Will history repeat itself? Interesting observation:

Jack,
I took the periods surrounding the series of three rate cuts from 98 and charted the NAZ from AUG98-DEC98. Then I compared that to a recent chart of the NAZ from DEC00 to present. While there seems to be some correlation, I would not want to see an exact repeat performance of the NAZ from back in 98. This is why:

Sept29, 1998: Fed cuts FF rate 25bps. NAZ is at 1730.

The week following the initial rate cut, the nasdaq tanks 22% to 1350. During that time, analysts and economists question the FED's credibility, timing, etc. Sentiment gets really bearish on economic outlook (Check Dale's article, dated Oct12, 1998).
detnews.com

Oct 15, 1988: Fed cuts another 25bps from the FF rate.

At this point, the NAZ had already retraced nearly 50% of the nasty move down. But this second cut in the FF rate was the real impetus for the nasdaq rally. The NAZ rallied for a month to the tune of 22% (1550 to 1890). From the low of the run after the first cut on Sept29 (1340), that is an eye-opening 40% gain (1340 to 1890).

Nov17, 1988: Fed shaves an additional 25bps off the FF rate.

This was the clincher for the NAZ. Just as the NAZ started to consolidate between 1850 and 1900, the FED pulls the trigger one more time, starting a rally that would not look back. Oddly enough, this event also helped to create a very important level of support for the NAZ (1890-1900).

While I would like to think that we could be setting ourselves up for the next big bull run, I keep thinking about that initial nasdaq tanking (22%) after the first rate cut in 1998. The big selloff didn't happen this time. Sure, we drifted down a bit, but that was only after the biggest point and % gain ever for the NAZ.

Will history repeat itself??

Well if we are going to see a repeat of the events of the easing cycle of 98, then we must test that important level of NAZ support at 1900 first before any long term rally can ensue. Why? This is why:
Keep the percentage numbers the same. This would imply that this time we would need to have a nasty selloff of a 20+% magnitude. So let's discount the knee-jerk rally on Jan 3rd (which appeared to be BS anyway) and say that from NAZ 2470, we crash 22% (like in Oct98). That would bring us very close to the critical support level I mentioned earlier. It would probably bring about some much needed capitulation as well, to give this market a real jump start.
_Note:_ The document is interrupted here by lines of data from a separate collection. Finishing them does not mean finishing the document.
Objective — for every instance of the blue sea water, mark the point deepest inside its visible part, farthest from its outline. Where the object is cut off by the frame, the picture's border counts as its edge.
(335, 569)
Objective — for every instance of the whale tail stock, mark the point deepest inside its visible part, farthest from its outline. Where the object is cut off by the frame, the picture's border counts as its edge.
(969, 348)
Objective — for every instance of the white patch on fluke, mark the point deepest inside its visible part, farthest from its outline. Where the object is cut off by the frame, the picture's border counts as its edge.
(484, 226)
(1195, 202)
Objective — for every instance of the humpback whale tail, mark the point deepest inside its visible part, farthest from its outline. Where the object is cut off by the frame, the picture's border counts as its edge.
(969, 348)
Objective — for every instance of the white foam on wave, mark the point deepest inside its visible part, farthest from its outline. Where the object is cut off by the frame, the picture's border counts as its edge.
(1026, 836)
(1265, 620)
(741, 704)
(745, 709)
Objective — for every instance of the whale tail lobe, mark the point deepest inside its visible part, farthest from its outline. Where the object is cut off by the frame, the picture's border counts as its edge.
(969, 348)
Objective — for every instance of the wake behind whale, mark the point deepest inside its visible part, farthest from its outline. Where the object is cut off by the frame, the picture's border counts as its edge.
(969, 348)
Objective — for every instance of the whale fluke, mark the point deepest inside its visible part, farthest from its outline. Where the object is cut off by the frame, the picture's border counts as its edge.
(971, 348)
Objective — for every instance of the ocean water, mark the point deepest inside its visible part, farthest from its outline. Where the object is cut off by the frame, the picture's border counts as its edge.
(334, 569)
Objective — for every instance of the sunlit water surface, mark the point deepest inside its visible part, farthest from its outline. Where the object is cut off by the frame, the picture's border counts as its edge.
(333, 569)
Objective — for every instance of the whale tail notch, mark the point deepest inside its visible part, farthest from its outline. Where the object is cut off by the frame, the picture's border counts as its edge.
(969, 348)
Hell, I'm not saying that it will or should happen. Actually, I hope because of the different environment and circumstances, that we can just rally from here. But it's interesting to look back and see how events unfolded and then compare them in the present.

Food for thought anyway.

-B

BTW, I can't post the charts from here because I can't access my FTP site through the corp firewall. But I think I'm pretty close on the levels.